Import a couple packages:
- `random` for making random selections from the lexicon and the grammar's rewrite rules
- `pandas` for easy handling of the lexicon

In [1]:
import random
import pandas as pd

First, read in the lexicon. We could have put this in the notebook alone, but (especially if the lexicon got quite large), it seems better to save it in another file.

In [2]:
lexiconloc = './tinylexicon.txt'
lexicon = pd.read_csv(lexiconloc, names=['word','category'])
lexicon.head() # show a few lines of the lexicon dataframe so we know what we're working with

Unnamed: 0,word,category
0,reporter,N
1,wombat,N
2,lady,N
3,zookeeper,N
4,cat,N


Make a dictionary of the "rewrite" rules.

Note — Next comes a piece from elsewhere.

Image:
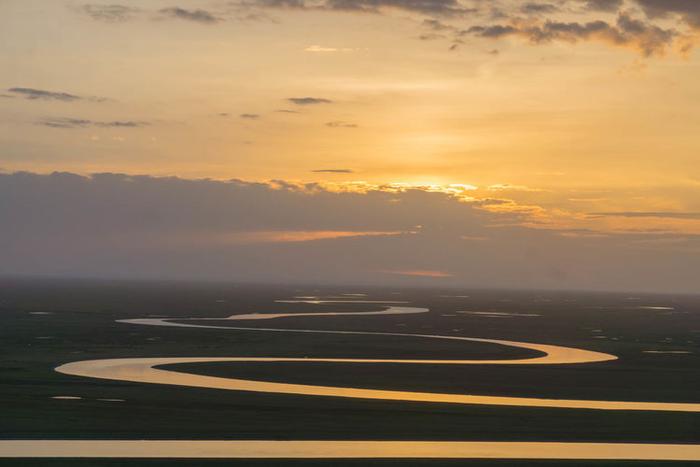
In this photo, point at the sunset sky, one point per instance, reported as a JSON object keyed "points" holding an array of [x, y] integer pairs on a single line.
{"points": [[545, 144]]}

These are our syntax grammar rules, such as those found in Module 6.3. Essentially, anything to the left of the → can be found as one of the "key"s in the dictionary, and how it can be expressed, what's on the right of the → can be found in a list on the right. Some kind of list or list-like structure is needed because multiple rules with the same starting point exist.

_Note that there is a differentiation in this notebook between 'Nx' and 'N'. This is to disambiguate between the terminal N, which should be replaced with nouns from the lexicon, and an intermediate Noun-type-thing between the level of NP and terminal N._

In [3]:
rewriterules = {
    'S': [['NP','VP']],
    'NP': [['Det','Nx']],
    'Nx': [['Adj','Nx'], ['N']],
    'VP': [['V0'], ['V1','NP'], ['V2','NP','NP'], ['VS','S'],['Adv','VP'],['VP','Adv']],
}

Now add the lexicon to the rewrite rules dictionary.

In [4]:
for p in lexicon.category.unique():
    rewriterules[p] = list(lexicon.word[lexicon.category==p].unique())

rewriterules

{'S': [['NP', 'VP']],
 'NP': [['Det', 'Nx']],
 'Nx': [['Adj', 'Nx'], ['N']],
 'VP': [['V0'],
  ['V1', 'NP'],
  ['V2', 'NP', 'NP'],
  ['VS', 'S'],
  ['Adv', 'VP'],
  ['VP', 'Adv']],
 'N': ['reporter', 'wombat', 'lady', 'zookeeper', 'cat'],
 'Adj': ['mean', 'angry', 'hungry'],
 'Det': ['a', 'the', 'that', 'my', 'this'],
 'V0': ['slept', 'arrived', 'ran'],
 'V2': ['gave', 'showed'],
 'VS': ['said', 'thought'],
 'Adv': ['angrily', 'already', 'yesterday'],
 'V1': ['hit', 'hugged', 'bit', 'bathed']}

Define a (recursive!!) rewrite function that expands any constituent by randomly selecting from the rewrite rules and lexical entries.

In [5]:
def rewrite(x, verbose=False):
    y = random.choice(rewriterules[x])
    if verbose:
        print(y)
    if type(y) == str:
        return y
    else:
        return ' '.join([rewrite(z) for z in y])

And finally, let's see a few examples!

In [6]:
for i in range(10):
    print(rewrite('NP'))

this hungry mean wombat
the wombat
the mean zookeeper
the angry reporter
this lady
that hungry lady
a lady
a lady
the angry cat
the mean hungry lady


In [7]:
for i in range(10):
    print(rewrite('S'))

the zookeeper thought this zookeeper slept
a reporter showed a angry hungry angry hungry wombat this mean cat
that mean hungry zookeeper hugged this hungry angry reporter
my zookeeper showed my zookeeper the lady
this hungry wombat already slept
this hungry zookeeper said my zookeeper arrived
my wombat arrived
that angry zookeeper arrived
that lady showed my lady that angry angry zookeeper
a hungry reporter bathed my reporter


Some thoughts on additions or expansions
- Are all words equally likely to come up? How might you change the code or structures so that some words are selected more frequently than others?
- Are some nouns more likely to be associated with some verbs? How might you change the code or structures so that some words are selected more frequently based on the other words?
- How might you add PPs?
- Is the recursive rewrite function realistic in that it processes from left-to-right? How else might you encode it?